Bloomberg reports that Intel shares have surged 48% in 2025, adding more than $50 billion in market capitalisation following partnerships with major technology and financial players. The rally accelerated after securing a $5 billion investment from Nvidia, alongside President Donald Trump’s plan to expedite $8.9 billion in previously committed government funding and a $2 billion injection from SoftBank Group.
Despite the financial support, Intel’s foundry operations continue generating substantial losses. The division produced nearly $18 billion in revenue over the past four quarters whilst recording more than $13 billion in losses, representing roughly one-third of Intel’s total revenue.
“What’s needed is for the foundry business to get to a place where it is delivering strong and durable earnings growth,” said Ivana Delevska, chief investment officer at Spear Invest, whose flagship ETF has more than $110 million in assets. “That’s extremely premature here.”
The investment partnerships have yet to secure major customers capable of utilising Intel’s expensive chip manufacturing facilities near full capacity. Nvidia CEO Jensen Huang described the agreement as a product collaboration whilst confirming continued reliance on Taiwan Semiconductor Manufacturing Company during technology evaluation processes.

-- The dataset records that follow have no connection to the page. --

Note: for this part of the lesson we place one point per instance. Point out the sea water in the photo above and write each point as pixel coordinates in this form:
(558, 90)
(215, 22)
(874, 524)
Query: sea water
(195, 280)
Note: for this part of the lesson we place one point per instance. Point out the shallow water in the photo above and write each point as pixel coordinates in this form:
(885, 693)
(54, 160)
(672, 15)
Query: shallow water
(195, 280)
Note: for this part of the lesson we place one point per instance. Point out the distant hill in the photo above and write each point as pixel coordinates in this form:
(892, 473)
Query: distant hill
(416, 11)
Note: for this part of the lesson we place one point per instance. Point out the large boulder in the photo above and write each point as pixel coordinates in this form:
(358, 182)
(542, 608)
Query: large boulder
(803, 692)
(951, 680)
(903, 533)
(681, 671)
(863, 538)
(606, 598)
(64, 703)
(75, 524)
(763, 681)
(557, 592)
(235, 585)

Wall Street projections indicate modest improvement expectations, with analysts forecasting adjusted net income of $640 million on $52 billion revenue for 2025, followed by $3.2 billion profit on $54 billion sales in 2026.
Intel’s valuation metrics reflect significant risk despite recent backing. Trading near $30 per share, the company would represent approximately 43 times projected 2026 earnings, creating challenges for investment justification given current fundamentals.

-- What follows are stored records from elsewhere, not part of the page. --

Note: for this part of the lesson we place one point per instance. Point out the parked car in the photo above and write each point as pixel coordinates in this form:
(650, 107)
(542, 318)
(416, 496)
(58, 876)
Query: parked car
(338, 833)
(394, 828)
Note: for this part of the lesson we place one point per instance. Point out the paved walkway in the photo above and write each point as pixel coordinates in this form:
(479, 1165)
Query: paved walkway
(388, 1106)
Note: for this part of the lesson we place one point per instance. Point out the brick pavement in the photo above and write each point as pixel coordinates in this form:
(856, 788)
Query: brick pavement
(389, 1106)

Capital expenditure requirements compound profitability concerns, with projected spending of $18 billion this year and $15 billion in 2026, pushing free cash flow deeply negative.
“There are times when you can say valuation doesn’t matter, but that’s typically when you’re in an environment with sustainable and strong and accelerating earnings growth, and that’s not what we have at Intel,” said Nancy Tengler, chief executive officer of Laffer Tengler Investments, which manages $1.6 billion.
Citigroup analyst Christopher Danely recently downgraded Intel to sell from neutral, citing expensive valuations and claiming the foundry business has “minimal chance to succeed.”